People with familial GIST inherit a mutated gene from one of their parents. It is a very rare type of GIST that affects up to two dozen families in the world (this number is subject to change as we learn more about GIST). Unlike sporadic GIST, people with familial GIST have KIT or (in one case) PDGFRA mutations in every cell in their body.
There is another type of familial GIST called Carney-Stratakis Syndrome. These patients also can get another type of cancer called paragangliomas. This type of familial GIST is caused by mutations in one of the subunits of the succinate dehydrogenase (SDH) protein. For more information see Carney-Stratakis Syndrome.
The rest of this page will only discuss familial GISTs with KIT mutations; most of the behavior patterns of familial GIST with PDGFRA mutations are similar. In the case of KIT, different diseases, such as GIST, piebaldism or mastocytosis can occur depending on where the mutation occurs in the KIT gene.
Humans have two copies of every chromosome except the X and Y chromosomes. They also have two copies of the KIT gene, one on each copy of chromosome 4.
Children inherit one copy of each gene from each parent. This means that a child of someone that has familial GIST will almost certainly inherit a normal copy of the KIT gene from the parent that does not have familial GIST (since both copies of the gene are normal) and has a 50% chance of inheriting the mutant KIT gene from the parent that does have familial GIST. Individuals affected with familial GIST typically have one normal KIT gene (called wild-type) and one mutant KIT gene.
Familial GIST seems to be passed on in an autosomal dominant manner and has a high penetrance2. This means that children that inherit the mutant KIT protein have a high chance of developing GIST sometime during their lives.
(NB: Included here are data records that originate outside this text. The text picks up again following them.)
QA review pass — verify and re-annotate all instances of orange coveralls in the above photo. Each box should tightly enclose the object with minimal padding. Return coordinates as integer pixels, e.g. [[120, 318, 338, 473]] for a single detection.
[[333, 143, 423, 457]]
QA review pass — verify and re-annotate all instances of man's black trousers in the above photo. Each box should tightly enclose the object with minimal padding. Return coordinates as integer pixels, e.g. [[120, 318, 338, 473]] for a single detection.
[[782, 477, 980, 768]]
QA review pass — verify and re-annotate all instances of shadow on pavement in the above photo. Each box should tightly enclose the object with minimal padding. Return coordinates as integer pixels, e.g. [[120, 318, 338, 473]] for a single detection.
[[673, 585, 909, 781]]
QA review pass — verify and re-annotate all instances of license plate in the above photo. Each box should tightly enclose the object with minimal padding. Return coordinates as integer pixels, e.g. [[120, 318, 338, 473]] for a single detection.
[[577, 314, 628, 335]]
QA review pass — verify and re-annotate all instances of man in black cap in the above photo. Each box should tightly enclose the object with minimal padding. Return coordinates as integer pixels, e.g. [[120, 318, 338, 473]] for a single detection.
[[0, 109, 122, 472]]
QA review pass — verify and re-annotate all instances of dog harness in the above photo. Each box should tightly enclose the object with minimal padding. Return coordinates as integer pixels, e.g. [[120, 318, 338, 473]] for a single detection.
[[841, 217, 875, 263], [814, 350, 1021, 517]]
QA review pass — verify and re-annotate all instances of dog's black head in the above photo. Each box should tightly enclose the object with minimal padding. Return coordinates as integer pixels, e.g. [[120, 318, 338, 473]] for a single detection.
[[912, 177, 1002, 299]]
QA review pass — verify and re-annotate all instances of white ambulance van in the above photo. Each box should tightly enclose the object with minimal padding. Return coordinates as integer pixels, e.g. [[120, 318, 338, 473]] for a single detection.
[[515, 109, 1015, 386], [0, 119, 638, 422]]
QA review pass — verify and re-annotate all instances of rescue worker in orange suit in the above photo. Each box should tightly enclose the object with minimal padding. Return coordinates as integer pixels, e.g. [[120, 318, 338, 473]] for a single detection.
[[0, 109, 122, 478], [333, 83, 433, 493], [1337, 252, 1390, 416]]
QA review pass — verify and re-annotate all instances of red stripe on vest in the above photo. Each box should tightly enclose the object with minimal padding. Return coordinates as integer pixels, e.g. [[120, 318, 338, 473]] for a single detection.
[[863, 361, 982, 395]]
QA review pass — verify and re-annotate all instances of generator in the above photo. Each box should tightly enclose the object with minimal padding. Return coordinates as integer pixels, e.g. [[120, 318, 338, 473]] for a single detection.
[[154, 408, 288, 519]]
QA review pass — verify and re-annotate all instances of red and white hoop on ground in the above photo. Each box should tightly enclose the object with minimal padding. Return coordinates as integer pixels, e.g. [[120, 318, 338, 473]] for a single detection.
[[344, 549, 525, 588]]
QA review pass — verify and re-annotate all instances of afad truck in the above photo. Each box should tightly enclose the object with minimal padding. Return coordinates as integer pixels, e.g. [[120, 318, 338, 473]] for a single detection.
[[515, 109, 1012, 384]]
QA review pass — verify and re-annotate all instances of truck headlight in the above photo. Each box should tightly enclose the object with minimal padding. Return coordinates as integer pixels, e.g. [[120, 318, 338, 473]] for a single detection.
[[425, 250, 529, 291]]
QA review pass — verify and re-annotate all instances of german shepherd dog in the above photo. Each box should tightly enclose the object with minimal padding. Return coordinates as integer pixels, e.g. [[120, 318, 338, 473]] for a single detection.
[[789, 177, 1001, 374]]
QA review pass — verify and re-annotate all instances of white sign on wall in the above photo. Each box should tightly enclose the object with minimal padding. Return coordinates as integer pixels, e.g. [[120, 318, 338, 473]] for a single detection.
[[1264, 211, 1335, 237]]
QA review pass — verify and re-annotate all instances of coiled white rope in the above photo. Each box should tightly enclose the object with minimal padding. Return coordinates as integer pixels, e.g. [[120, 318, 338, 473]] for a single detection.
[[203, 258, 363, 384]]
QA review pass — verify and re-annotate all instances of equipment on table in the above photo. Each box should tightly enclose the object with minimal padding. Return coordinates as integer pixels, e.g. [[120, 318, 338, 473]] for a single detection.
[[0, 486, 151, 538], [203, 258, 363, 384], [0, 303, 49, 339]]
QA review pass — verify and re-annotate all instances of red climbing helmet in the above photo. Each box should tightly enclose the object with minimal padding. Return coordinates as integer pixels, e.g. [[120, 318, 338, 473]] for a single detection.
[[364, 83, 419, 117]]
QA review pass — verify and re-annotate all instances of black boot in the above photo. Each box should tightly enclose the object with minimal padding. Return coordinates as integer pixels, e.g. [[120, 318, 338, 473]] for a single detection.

There has been at least one case however, in which an affected individual did not develop GIST until late in life. In this case, the proband (a woman) was diagnosed with GIST at age 37, her mother was diagnosed at age 57, and her grandmother was diagnosed at age 80. This family had a KIT exon 11 mutation that resulted in the deletion of codon 579. In another family, “the probability of being clinically diagnosed with GIST was 91% by age 70 among documented obligate carriers of the family mutation.”
The vast majority of patients with GIST did not inherit mutations that cause GIST from their parents. Instead the initiating mutation, typically in the KIT gene but sometimes in the PDGFRA gene, developed in one or more cells sometime during their life. This mutation started a chain of events that eventually developed into GIST. Importantly, the KIT or PDGFRA mutations occur only in the tumor cells. The rest of the cells in the body have KIT and PDGFRA genes, but they are not mutated.
Like sporadic GIST, familial GIST has often been misdiagnosed in the past. With the discovery of the role of KIT in 1998 and the approval of Gleevec for GIST in 2002, it is much more likely that a correct diagnosis will be made. Historically, familial GIST may have been classified as leiomyosarcoma, neurofibromatosis, “sarcomatosis”, leiomyomas, and possibly others.
The initial symptoms may include: anemia, fatigue, abdominal fullness or bloating, and difficulty swallowing (dysphagia). The skin may also be affected in several ways including hyperpigmentation (dark areas). The hyperpigmentation has typically been seen on the digits, elbows, knees, face and groin. In general, the pigmentation has first become evident in childhood or puberty, with a tendency to fade somewhat with aging.
Further testing such as endoscopy, ultrasounds and CT scans can help identify abnormalities. Tissue samples from abnormal tissue or masses are usually collected in a process known as a biopsy. Biopsies are used to aid in the diagnosis of cancer and GIST. Tissue samples are prepared from the biopsy sample.
One method that the pathologist uses to classify tissues is called immunohistochemistry. Using this technique, the pathologist applies various “antibodies” to the tissues. These antibodies are each designed to react with specific features (proteins) on the cell surface. The most important antibody that is applied when GIST is suspected is the KIT antibody. When these antibodies bind to their specific target on the cell surface they produce a “stain” or change in color of the sample. So when the KIT antibody is applied, if the cell surface has the KIT protein present on the surface, the sample will “stain positive”. This is what is known as “KIT positive” and means that this cell has KIT receptors on its surface. With very rare exceptions, GIST tumors will stain positive for KIT. This means that the cell is manufacturing or using the KIT protein.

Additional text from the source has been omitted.